The path to Tangnag lay over the Ngozumpa glacier. The glacier was however completely covered by debris and there was no sign of the ice beneath. Interestingly enough, the dog didn't follow us to Tangnag. Presumably it knew we were on our way to the Cho La pass!

At Tangnag we settled in to a cozy lodge for the night. Up in the mountains many of the lodges are owned by Sherpas who have climbed Everest and used the money to open a lodge. Each time that they summit Everest, they are provided with a certificate by the Nepali government. These certificates are usually hanging proudly on the walls of the lodge dining room along with photographs of themselves astride the summit itself.

The next day we planned to cross the 5420m Cho La pass. We set out at six in the morning. The weather was cloudy but at least it wasn't raining or snowing. We climbed on a steep but not particularly difficult path as far as 5150m, being overtaken along the way by two Spaniards and then one Spaniard and an Australian woman.

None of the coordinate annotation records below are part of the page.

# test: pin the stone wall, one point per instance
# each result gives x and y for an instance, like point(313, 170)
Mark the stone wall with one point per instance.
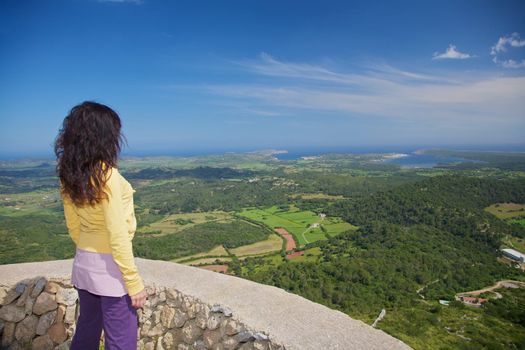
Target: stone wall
point(187, 308)
point(40, 314)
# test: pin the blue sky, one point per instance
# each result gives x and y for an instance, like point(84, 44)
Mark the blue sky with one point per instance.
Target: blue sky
point(246, 75)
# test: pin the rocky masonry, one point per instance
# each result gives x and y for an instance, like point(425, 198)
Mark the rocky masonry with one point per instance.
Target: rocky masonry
point(187, 308)
point(41, 314)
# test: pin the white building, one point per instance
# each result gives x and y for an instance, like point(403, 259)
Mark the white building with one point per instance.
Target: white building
point(514, 254)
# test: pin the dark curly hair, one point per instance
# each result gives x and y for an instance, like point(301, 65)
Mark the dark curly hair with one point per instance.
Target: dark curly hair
point(87, 146)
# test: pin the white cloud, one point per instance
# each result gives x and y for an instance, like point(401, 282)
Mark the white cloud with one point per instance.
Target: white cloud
point(385, 92)
point(136, 2)
point(451, 53)
point(504, 43)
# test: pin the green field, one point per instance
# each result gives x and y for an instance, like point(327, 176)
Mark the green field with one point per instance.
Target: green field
point(507, 210)
point(298, 222)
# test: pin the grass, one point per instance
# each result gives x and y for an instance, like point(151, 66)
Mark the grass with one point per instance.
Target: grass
point(272, 244)
point(177, 222)
point(317, 196)
point(506, 211)
point(214, 252)
point(516, 243)
point(297, 222)
point(433, 326)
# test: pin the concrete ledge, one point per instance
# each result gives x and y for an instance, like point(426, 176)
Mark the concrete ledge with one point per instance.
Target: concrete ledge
point(288, 319)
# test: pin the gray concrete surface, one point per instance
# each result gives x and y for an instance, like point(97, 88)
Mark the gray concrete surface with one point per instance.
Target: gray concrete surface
point(289, 319)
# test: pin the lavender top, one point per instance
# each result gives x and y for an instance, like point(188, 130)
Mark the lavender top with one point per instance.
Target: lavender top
point(97, 273)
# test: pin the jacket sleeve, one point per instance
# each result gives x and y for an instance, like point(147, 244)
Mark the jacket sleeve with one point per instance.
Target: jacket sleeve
point(72, 219)
point(119, 239)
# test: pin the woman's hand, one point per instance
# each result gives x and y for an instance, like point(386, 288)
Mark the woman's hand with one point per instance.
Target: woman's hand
point(138, 300)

After descending a couple of hundred meters the path started to rise again and suddenly became much more difficult. It had started to snow and we were climbing over lots of slippery and rocky boulders. I thought that this was bad enough until we started up a very steep slope of snow. The snow was quite deep and we kept falling over. The altitude also meant that we were feeling very tired. Fortunately we could follow the footsteps of the people that had gone in front of us.

I think that at this point we would have just turned around and gone back down had it only been the two of us. I didn't really feel like it was the type of walk that we were equipped for or should have been doing. However Bhola insisted that we should keep going and we eventually made it to the top of the pass.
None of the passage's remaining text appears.